Amine scrubbing is a proven technology and is ready to be tested and used on large coal-fired power plants. As a tail-end technology, it offers flexibility through implementation in scale-up, on/off operation during peak demand, and can be retrofit to existing utility plants. Other advanced technologies will not provide solutions as energy-efficient or as timely to decrease CO2 emissions. Amongst the different amine solvents used for CO2 separation, 30 wt% MEA has served as the standard for the evaluation of processes for post-combustion capture. However, this solvent needs to be improved due to its drawbacks and other more economically efficient amines need to be developed. Pilot plants have already been built at several power stations to demonstrate the amine based post-combustion chemical absorption process. However, large scale commercialization of this process is yet to be performed. There is a need for full integration of the carbon capture process to power plants.

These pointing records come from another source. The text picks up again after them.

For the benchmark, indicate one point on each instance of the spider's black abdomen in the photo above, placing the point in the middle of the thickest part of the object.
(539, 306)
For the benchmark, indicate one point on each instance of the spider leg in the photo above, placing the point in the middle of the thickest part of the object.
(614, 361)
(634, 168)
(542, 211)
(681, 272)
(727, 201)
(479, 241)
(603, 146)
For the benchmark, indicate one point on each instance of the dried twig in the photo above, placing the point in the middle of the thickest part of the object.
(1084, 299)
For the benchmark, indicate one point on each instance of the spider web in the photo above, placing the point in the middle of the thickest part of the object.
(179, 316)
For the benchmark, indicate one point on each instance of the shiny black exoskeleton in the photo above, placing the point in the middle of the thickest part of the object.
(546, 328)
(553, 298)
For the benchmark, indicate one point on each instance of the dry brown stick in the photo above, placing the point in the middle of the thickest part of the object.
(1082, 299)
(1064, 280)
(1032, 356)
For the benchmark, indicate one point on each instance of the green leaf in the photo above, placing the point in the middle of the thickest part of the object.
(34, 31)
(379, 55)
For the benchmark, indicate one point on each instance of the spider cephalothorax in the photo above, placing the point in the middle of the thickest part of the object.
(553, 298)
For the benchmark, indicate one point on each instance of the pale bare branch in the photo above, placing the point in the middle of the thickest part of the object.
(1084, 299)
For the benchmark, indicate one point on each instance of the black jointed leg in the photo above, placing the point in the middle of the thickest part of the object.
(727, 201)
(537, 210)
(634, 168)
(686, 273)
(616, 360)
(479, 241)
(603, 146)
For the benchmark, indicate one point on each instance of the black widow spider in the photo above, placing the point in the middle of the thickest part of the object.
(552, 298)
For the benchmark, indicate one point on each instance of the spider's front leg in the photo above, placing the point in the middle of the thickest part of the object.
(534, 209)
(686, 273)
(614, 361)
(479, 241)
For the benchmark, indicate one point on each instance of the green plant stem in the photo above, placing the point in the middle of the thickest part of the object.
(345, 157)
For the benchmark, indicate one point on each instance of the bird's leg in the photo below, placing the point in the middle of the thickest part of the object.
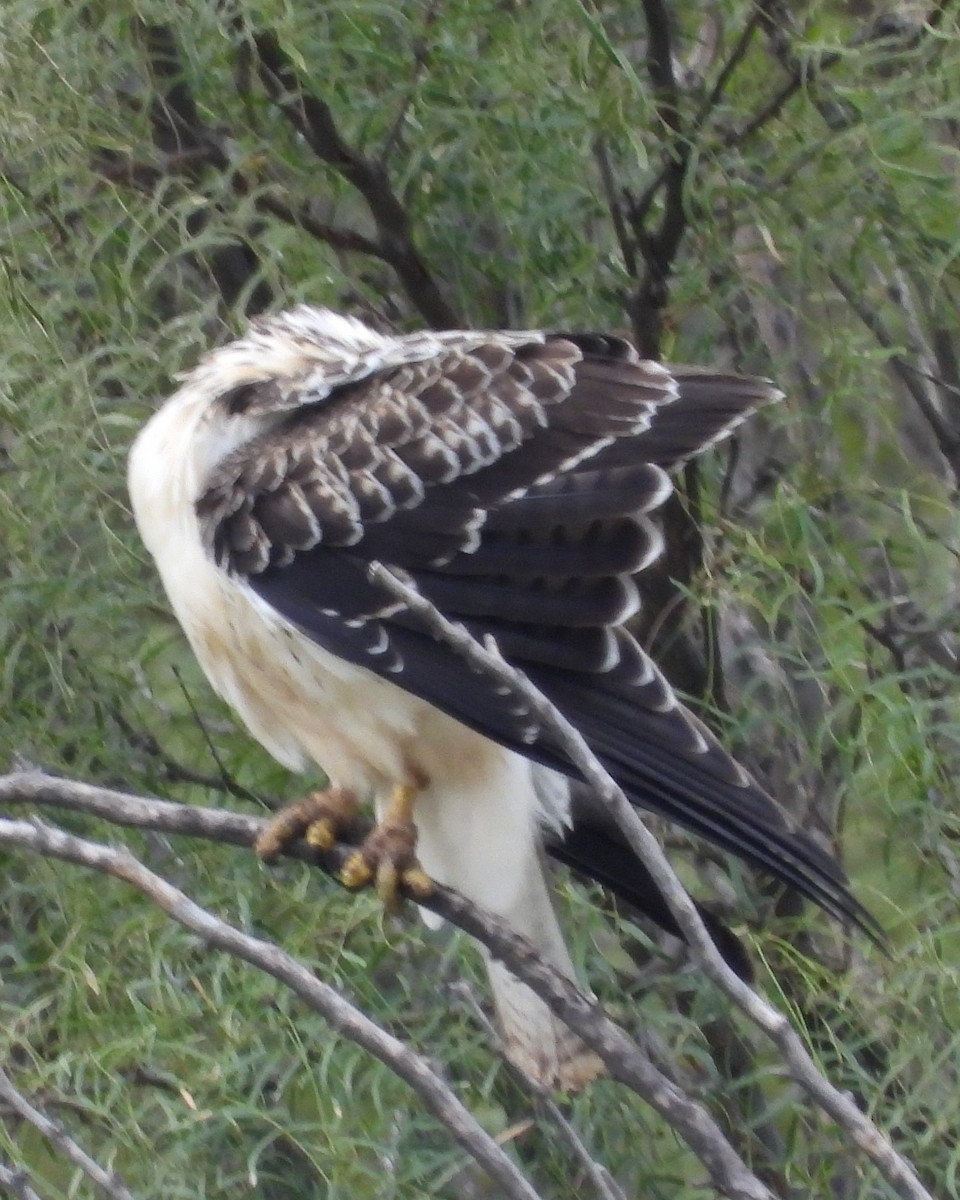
(389, 853)
(321, 819)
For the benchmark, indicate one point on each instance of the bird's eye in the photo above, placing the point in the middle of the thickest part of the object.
(238, 400)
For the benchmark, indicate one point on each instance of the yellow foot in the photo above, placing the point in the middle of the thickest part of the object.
(388, 855)
(321, 817)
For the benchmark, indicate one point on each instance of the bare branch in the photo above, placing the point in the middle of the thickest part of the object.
(621, 1055)
(604, 1183)
(347, 1020)
(864, 1134)
(17, 1182)
(107, 1181)
(312, 118)
(948, 439)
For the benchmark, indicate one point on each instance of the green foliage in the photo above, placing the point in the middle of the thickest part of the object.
(187, 1071)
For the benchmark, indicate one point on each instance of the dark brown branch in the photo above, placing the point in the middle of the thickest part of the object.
(106, 1181)
(315, 123)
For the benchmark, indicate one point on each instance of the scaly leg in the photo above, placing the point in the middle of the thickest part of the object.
(389, 853)
(321, 817)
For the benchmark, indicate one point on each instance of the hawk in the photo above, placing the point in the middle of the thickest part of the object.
(513, 478)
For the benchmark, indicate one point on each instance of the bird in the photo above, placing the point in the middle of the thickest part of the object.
(511, 478)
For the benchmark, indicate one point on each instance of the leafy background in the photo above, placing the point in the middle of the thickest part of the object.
(798, 221)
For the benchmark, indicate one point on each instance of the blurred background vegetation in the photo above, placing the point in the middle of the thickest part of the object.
(767, 186)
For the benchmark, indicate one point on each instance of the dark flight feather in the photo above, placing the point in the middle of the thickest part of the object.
(510, 484)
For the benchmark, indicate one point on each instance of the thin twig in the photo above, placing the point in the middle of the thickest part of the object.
(107, 1181)
(895, 1169)
(322, 999)
(313, 120)
(605, 1186)
(17, 1182)
(621, 1055)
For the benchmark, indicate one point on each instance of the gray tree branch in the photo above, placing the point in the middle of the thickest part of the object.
(106, 1181)
(621, 1055)
(858, 1127)
(347, 1020)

In the direction for large scale CO2 post-combustion capture plants; novel solvents focusing on amine blends together with improved capture process configurations are required. In addition, the capture process integration with the power plant, plant flexibility, process control and the ability to incorporate future process/solvent improvements are essential to have successfully operational capture plant in commercial scale.